As one might expect, the growth of capitalism has also brought with it a dramatic increase in material inequality. The richest entrepreneurs now have fortunes counted in many hundreds of thousands of dollars. To cater to this group’s increasingly sophisticated tastes, many new restaurants and luxury boutiques (overwhelmingly private) have opened in the last decade or so.
Of course, the majority of entrepreneurs are much less affluent, but five-figure sums are considered to be a massive amount of money in North Korea. By international standards this might appear pitiful, but the average official monthly income in North Korea is slightly below $1, while the actual income has been estimated to be around the level of $35-40 per family (both income from informal economy and payments in kind have been taken into account). Against such a backdrop, a businesswoman (less often businessman) with a monthly income of $1,000 is indeed a very affluent person.
Most top entrepreneurs make money in close cooperation with the state, notwithstanding the fact that their businesses are, strictly speaking, illegal and criminal. In recent years, state companies even began to tap the financial resources of the new rich. It is not unusual for a government company, for example, to utilise the resources of a private investor.
For example, a given government foreign trade company may have exclusive rights to harvest pine mushrooms in a given area and then export the mushrooms to China. However, no worker nowadays would be willing to harvest mushrooms for such a company if not paid for what North Koreans find in reliable foreign currency – preferably in Chinese yuan or US dollars. Since the foreign trade company might be short on cash, the managers have been known to ask a private entrepreneur to invest money in the business, the assumption being that the investor pockets a substantial part of the resulting profits. As a result, the line between the state and the private sector has become increasingly blurred.

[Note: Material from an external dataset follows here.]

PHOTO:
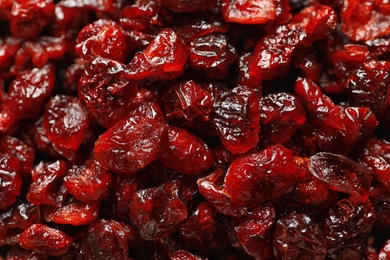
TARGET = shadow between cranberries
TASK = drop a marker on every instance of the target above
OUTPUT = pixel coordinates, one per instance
(188, 130)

It is curious, though, why the growth of the private economy has not produced an economic boom, let alone an economic miracle a la China. The main reason seems to be that the state and its officialdom have done their best to impede the growth of this economy; they are attempting to prevent the entrepreneurial class from becoming too powerful. The government makes no secret of its suspicions about private commerce. It is not incidental that the private sector is still never mentioned in the heavily controlled official media – which pretends as if the country is still in the 1980s, a time when all food was produced by state-controlled farms, and all consumer goods were produced by state-owned factories and sold in state-directed distribution sectors.
The official media is of course completely wrong: The country is now a largely dominated by a large class of entrepreneurs and their market place. Its policy may be Stalinist, but its economy is clearly not.
Andrei Lankov is professor of Korean Studies at Kookmin University, Seoul. He is the author of «The Real North Korea: Life and Politics in the Failed Stalinist Utopia».